Forum Moderators: phranque

Message Too Old, No Replies

Apache Server Headers, IP, What Else?

apache, rewrite rules, and search engine spiders

         

rover

11:55 pm on Jan 5, 2004 (gmt 0)

10+ Year Member



Hi-

We have one domain -- domainA.com -- on our dedicated server that we have set to NOT be indexed by the search engines through robots.txt. This domainA.com includes our main data which is used/rewritten by other domains--domainB.com, domainC.com, etc. -- that we have on the same server.

The other domains which are indexed by the search engines use rewrite rules so that while they are getting the data to create the HTML page by running dynamic URLs from domainA.com, the user only sees the domain that they are on (e.g. domainB.com or domainC.com), and they are never redirected to DomainA.com, and are never even aware of DomainA.com.

I checked and when going to a specific page on DomainB.com or DomainC.com, it will return the correct data, and the Server Headers give back:

HTTP:/1.1 200 OK

Does anyone know if there is any other site/page information (other than the Server Headers and IP address) that Google or other search engines get from a web page when they spider?
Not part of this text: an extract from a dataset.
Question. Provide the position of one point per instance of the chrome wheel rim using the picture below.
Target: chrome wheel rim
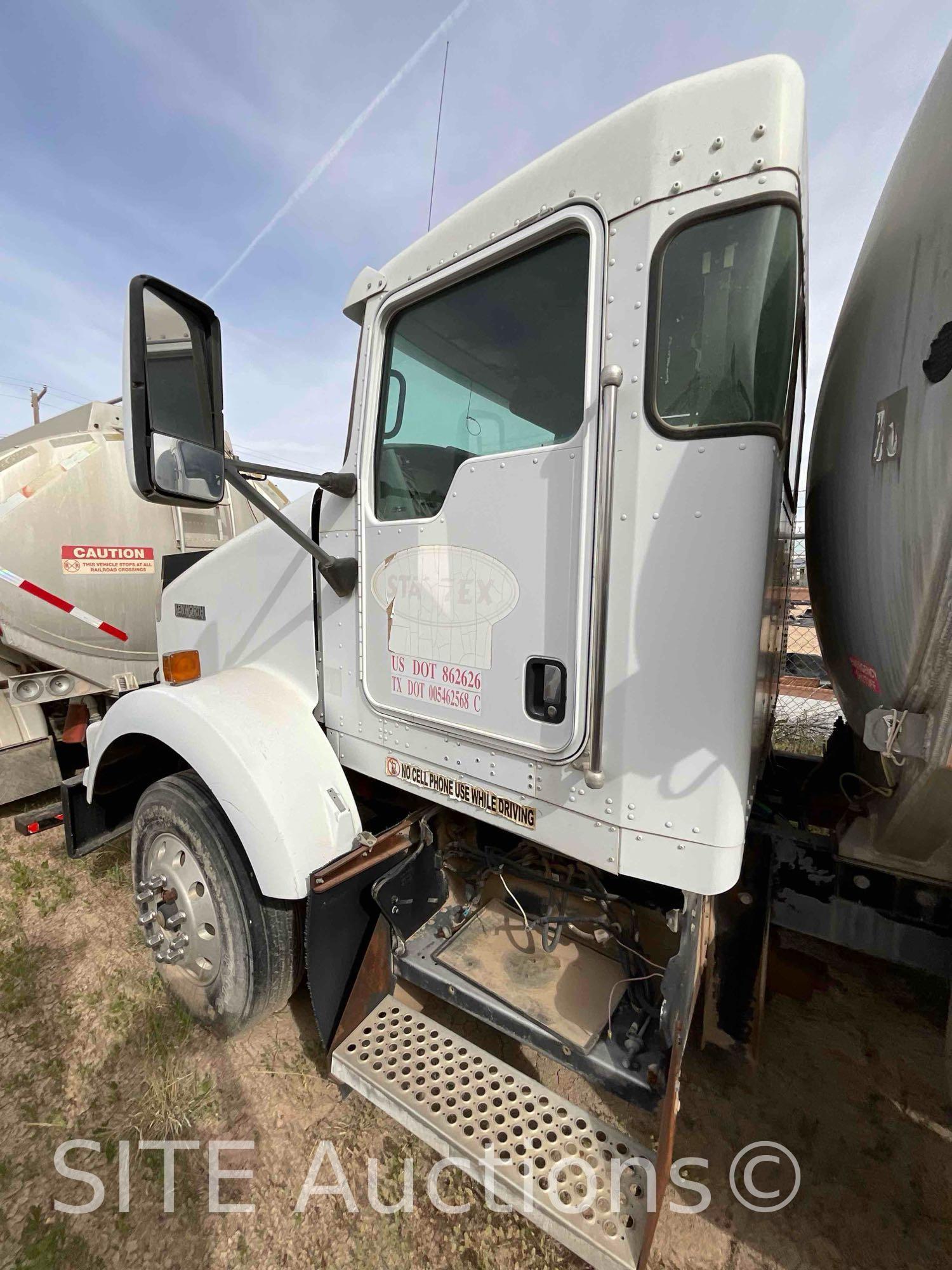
(177, 915)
We don't include any duplicate content on the different domains, I just want to make sure that there isn't something that I'm overlooking that would make us appear to be spamming from a search engine's perspective.

--Jack

jdMorgan

3:52 am on Jan 7, 2004 (gmt 0)

WebmasterWorld Senior Member 10+ Year Member



Jack,

Welcome to WebmasterWorld [webmasterworld.com]!

It looks like you've stumped the panel...

Generally (unless you redirect or block them), robots have access to anything a human would have access to: Your server headers, your page content, your robots.txt, your DNS information, and the same information from the other sites/pages which link to you. From your description of what you've done, it sounds like everything is in order.

Jim